Posts Tagged ‘Little mysteries’

2nd April
2012
written by amber

Hairpin

My former sister-in-law phoned and begged me to go to the accident site.

“I can’t work the case, Joanne,” I told her. “I’m the ex-husband, for god’s sake.”

“They’re saying it was an accident,” she wept.

“She always did take that corner fast.” It was a hairpin curve leading down from the fabulous cliff-top house we’d shared, bought with money she inherited from her father.

“Just go look, please. She and Barry weren’t getting along.”

I went and I looked. The car was 200 feet down the cliff, the front end smashed up so badly they still hadn’t been able to get her body out.

The police at the scene weren’t my men. My men work homicides and this was considered an accident.

“This isn’t an accident,” I told them. “Get someone from homicide in.” I named some names. Not the names of my men – we wouldn’t be given this case.

The police conferred, they phoned. Finally some people from homicide arrived, with Nola McCartney in command. She’s not a big fan of mine.

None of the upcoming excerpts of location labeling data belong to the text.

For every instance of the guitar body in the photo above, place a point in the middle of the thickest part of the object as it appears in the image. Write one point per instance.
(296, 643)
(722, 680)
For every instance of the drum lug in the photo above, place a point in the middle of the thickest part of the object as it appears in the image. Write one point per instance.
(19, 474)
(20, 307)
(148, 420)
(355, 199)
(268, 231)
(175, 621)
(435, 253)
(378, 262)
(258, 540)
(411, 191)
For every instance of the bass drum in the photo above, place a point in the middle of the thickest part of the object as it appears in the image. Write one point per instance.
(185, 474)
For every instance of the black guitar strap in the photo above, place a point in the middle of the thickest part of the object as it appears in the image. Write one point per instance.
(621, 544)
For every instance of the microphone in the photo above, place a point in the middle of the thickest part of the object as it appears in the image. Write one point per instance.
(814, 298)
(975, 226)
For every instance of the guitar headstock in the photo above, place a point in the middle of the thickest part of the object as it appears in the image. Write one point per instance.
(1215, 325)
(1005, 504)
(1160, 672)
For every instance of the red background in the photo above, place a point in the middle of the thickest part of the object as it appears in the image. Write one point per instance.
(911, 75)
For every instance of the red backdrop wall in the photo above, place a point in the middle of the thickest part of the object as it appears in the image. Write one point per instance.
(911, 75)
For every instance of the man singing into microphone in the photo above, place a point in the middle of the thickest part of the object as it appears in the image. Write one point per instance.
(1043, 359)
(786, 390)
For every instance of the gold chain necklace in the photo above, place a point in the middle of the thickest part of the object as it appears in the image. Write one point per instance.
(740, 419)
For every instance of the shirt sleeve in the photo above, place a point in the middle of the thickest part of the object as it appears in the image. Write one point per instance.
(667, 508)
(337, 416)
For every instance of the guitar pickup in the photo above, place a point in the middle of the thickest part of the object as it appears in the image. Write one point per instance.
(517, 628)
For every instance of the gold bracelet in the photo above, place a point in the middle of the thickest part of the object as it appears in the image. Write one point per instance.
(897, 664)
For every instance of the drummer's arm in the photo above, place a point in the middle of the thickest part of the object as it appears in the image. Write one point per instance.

“Christ, James, it’s 7 p.m. We were about to go off shift. Night time is your call.”

“She’s my ex-wife, Nola. And she was murdered.”

“The responding cops didn’t seem to think so. And it looks like an accident to me.” She leaned into the crumpled Volvo. “It smells like a brewery in here.”

“She didn’t drink – I think blood alcohol will confirm that. And she would have had to be quite the alcoholic to be drinking so early in the morning. She’s been here since 9 a.m. – look at when her watch stopped.” A pretty little gold watch that I’d given her for our fifth anniversary. It touched me that she still wore it.

I pointed into the back seat. “She was killed by someone who knew her well enough to know that she drives in flats and brings her heels along to put on when she gets where she’s going. But he didn’t know her well enough to know that she would never ever go out with those in her hair.”

“What?” Nola asked.

I indicated the hairpins securing her curls around her forehead. She kept a special tin in a drawer by the front door. The last thing she did before going out was to take out the pins and put them into the tin. It must have been two or three years into the marriage before I began to notice it – usually I was already in the car at that point, impatient to leave. By all accounts, her new husband was also an impatient man, and worse, an angry impatient man.

There would be other clues, I was sure, but it wouldn’t be me who found them.

It wasn’t my case. I walked away.

The Story 365 project is a year-long marathon of short story writing, with a new story for every day of the year and posted on this website from May 1, 2011 – April 30, 2012. Stories must be a minimum of 200 words. Please help me by adding first line or topic suggestions in the Comment section of any story.

31st March
2012
written by amber

Bicycle

Officer, I not only saw the accident, but I saw what lead up to it.

Yes, I’d be willing to come down to the station and make a statement, but let me phone my husband to tell him he has to pick up our grand-daughter Sally at her after-school place. I was just stopping for some groceries on my way to do just that. No, wait, that won’t work. Marc has a meeting out of town this evening, he’ll be halfway to Lethbridge by now. Sorry, but I really have to run. I’ll be late as it is.

Oh, that would be very kind. We’re trying to get by with just the one car, but it does make life difficult at times. Are you sure they’re done with you here?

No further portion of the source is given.